Quantification of DC Numbers and Statistical Analysis

IF images were acquired with a confocal microscope (Olympus FV 1000 confocal laser scanning microscope). Four randomly selected pictures were taken for each sample under 20X magnification and the average number of positive cells in these 4 pictures was used in the analysis. Labeled cells were counted by an investigator twice in a blinded fashion and the mean value was used. When calculating cDC2/cDC1 ratio, we used the mean number of cDC2 and cDC1 for each sample. When cDC1 number was 0, we used 1 instead of 0 in calculating cDC1/cDC1 ratio as it would otherwise be infinite. The number of cells was expressed per high power field. In quantifying the number of cells in the intra-glomerular region, 4 randomly selected glomeruli were taken from each sample and the average number of cells inside these 4 glomeruli was calculated. Image J manual cell counting and marking tool was used to record positive cells.

Statistical analysis was performed using SPSS version 26. All analyses were 2 tailed and P<0.05 was considered statistically significant. When there was multiple comparisons to the control group (5), Bonferroni adjustment was made and P<0.01 was considered statistically significant. Continuous variables were presented as median with interquartile range (IQR).
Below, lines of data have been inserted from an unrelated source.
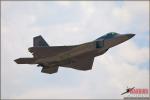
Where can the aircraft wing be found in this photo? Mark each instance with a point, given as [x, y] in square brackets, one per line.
[49, 51]
[49, 69]
[83, 62]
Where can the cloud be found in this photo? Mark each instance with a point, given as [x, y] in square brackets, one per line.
[72, 23]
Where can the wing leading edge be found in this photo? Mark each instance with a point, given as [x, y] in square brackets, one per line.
[84, 62]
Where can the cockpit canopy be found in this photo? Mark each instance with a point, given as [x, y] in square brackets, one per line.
[108, 35]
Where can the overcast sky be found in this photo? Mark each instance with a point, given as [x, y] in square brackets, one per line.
[70, 23]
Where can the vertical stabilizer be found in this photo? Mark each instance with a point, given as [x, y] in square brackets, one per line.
[38, 41]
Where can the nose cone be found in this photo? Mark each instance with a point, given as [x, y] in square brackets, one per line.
[130, 35]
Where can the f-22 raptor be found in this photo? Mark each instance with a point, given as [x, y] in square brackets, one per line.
[78, 57]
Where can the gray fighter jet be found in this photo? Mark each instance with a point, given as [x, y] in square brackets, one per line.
[79, 57]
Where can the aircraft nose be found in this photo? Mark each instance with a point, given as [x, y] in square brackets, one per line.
[130, 35]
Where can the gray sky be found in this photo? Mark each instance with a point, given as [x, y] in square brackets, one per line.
[70, 23]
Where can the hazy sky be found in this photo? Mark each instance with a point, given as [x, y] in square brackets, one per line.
[70, 23]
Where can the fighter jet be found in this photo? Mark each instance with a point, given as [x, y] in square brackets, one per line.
[79, 57]
[128, 90]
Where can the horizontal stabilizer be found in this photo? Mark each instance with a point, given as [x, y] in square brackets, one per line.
[25, 61]
[50, 69]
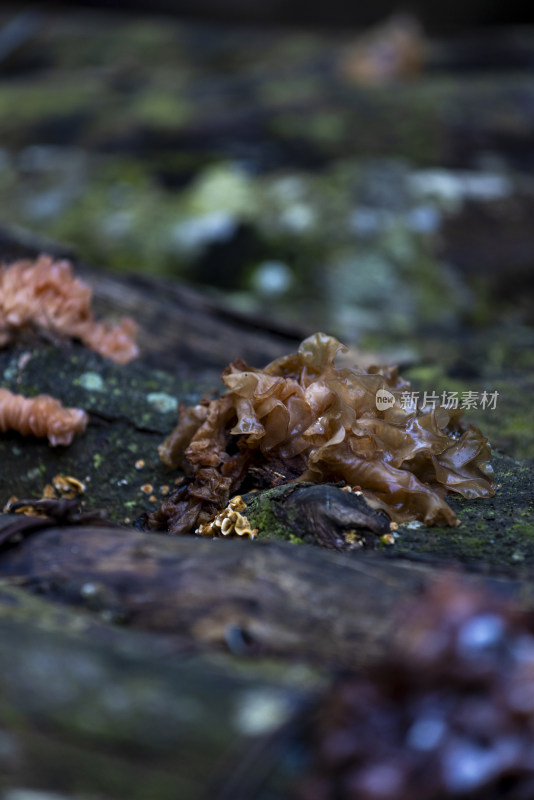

The distributions between groups were compared using Mann-Whitney U-test or Kruskal Wallis tests as appropriate. The strength of association was quantified using Spearman rank correlation. Kaplan-Meier time-to-event curves with log-rank test were used for outcome analysis.

Results

Patient’s Baseline Characteristics

The baseline characteristics of patients in control and disease cohorts are summarized in Table 2. A total of 135 patients were included in the study. A wide range of kidney diseases were analyzed including non-glomerular diseases [ATN (22), AIN(10)], proliferative GN [IgA nephropathy (44), lupus nephritis (12), pauci-immune GN (12), anti-GBM disease (4)], non-proliferative GN [MCD (5), membranous nephropathy (5)] and diabetic nephropathy (21). There were more females in the lupus nephritis group and their age tended to be younger compared with other kidney diseases, which is consistent with literature (12). Patients with pauci-immune GN and anti-GBM disease had the lowest eGFR. The proteinuria level was the highest in MCD and membranous nephropathy.

TABLE 2

Table 2 Baseline characteristics.

Number and Location of DCs in Control and Disease

cDC1s were rarely present in normal kidneys (Figure 1) and cDC2 numbers were approximately 7 times the number of cDC1.

FIGURE 1

Figure 1 Normal kidney cDC1, cDC2 and CD8⁺ T cells. DCs were rarely present in normal kidneys and cDC2 numbers were approximately 7 times the number of cDC1. (Bar = 100 μm).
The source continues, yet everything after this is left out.